Die kennen die Gefahren nicht, können sie nicht einschätzen, und die wissen nicht, wie man mit einfachsten Mitteln zu über 99.9999 % sowas vermeiden kann.

Schon allein die oberste Faustregel Nr. 1 wird weithin nicht beachtet:

*Kaufe niemals beim Spammer!​*
Denn ein sehr großer Teil der betrügerischen Webshop-Angebote wird tatsächlich mit Spam beworben. Wenn man sich schon das verkneift, hat man bereits damit einen großen Teil ausgeschlossen.

Wer bei einem Webshop auf ein ausländisches Konto überweist, und das bei einem angeblich deutschen Betreiber - also dem ist wirklich nicht mehr zu helfen. So etwas stinkt gleich 100 Meter gegen den Wind. Das müsste auch einen "Normalbürger" mit etwas verbliebenem Restverstand mißtrauisch machen.

Wenn man dann sich mal das Impressum anguckt, dann können dort immer viele nette Sachen stehen, so wie hier auch. Eine Adresse in Hiddensee. Guckt man sich die mal bei Google-Maps an, landet man (wie oben schon jemand bemerkt hat) an der Fischbude des Hafenanlegers. Hiddensee ist eine kleine Insel, vorgelagert zu Rügen. Dass so eine Adresse sicher ein Fake ist, sollte auch einem Laien dämmern. Erst recht, wenn man sich die Schweizer Adresse anguckt, dort landet man auf einer weitgehend unbewohnten Insel im Bieler See. Außer einem Klosterhotel gibt es dort weit und breit nichts.

Das alles ist für jedermann mit einfachsten Mitteln nachzuvollziehen, man muss es nur machen.

Und zumindest Google müsste man bedienen können, wenn man nur mal den Namen der angeblichen "Geschäftsführerin" dort eingibt, weiß man eigentlich gleich Bescheid.

Dazu kommt dann noch das ganz typische Betrugsmerkmal, dass die Artikel verdächtig günstig sind.

Obwohl hier also die Webseite an sich raffiniert aufgemacht ist, und obwohl ein auf den ersten Blick sauber aussehendes Impressum vorzufinden ist, kann auch der Laie (wenn er halbwegs clever ist) mit wenigen Blicken feststellen, dass mit dem Angebot etwas nicht stimmen kann.

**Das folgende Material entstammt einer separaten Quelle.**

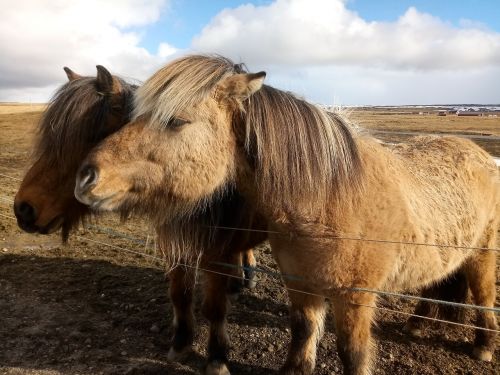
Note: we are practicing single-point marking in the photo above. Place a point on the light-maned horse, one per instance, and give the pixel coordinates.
(82, 113)
(201, 124)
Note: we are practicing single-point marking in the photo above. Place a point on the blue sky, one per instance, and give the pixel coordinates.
(183, 19)
(380, 52)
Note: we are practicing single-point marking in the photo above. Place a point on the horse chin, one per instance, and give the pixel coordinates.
(53, 226)
(29, 228)
(111, 203)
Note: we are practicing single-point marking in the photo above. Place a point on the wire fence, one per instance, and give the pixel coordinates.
(278, 275)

Hier in diesem Fall gibt es gleich mehrere deutliche Merkmale. Dabei sollte es aber schon reichen, dass nur ein einziges dieser Merkmale erfüllt ist, um rechts oben das Kreuz zu klicken.

Aber es fehlt ein Mindestmaß an Grundwissen, und es fehlt bei vielen an der Kritik- und Denkfähigkeit. Begünstigt wird dies durch den Umstand, dass das Internet ein anonymer Raum ist. Man lässt sich daher leicht "vom Schein" blenden, von dem bunten Monitorbild. Niemand würde abends um 23 Uhr von einer dunklen Gestalt in einer Bahnunterführung einen MP3_Player, eine Uhr oder sonstwas kaufen. Aber im Internet kaufen die Leute alles - vom Spammer, von Webseiten z.T. ohne jedes Impressum u.s.w.


----------



## Unregistriert (14 Februar 2010)

*AW: Vorsicht vor elektronik-direkthandel24.com*

Hallo, die Firma ist unseriös. Antwortet nicht auf Anfragen. Der nächste Schritt wäre gewesen, beim Finanzamt nach zu fragen, bevor man da bestellt. Aber Internet ist schneller...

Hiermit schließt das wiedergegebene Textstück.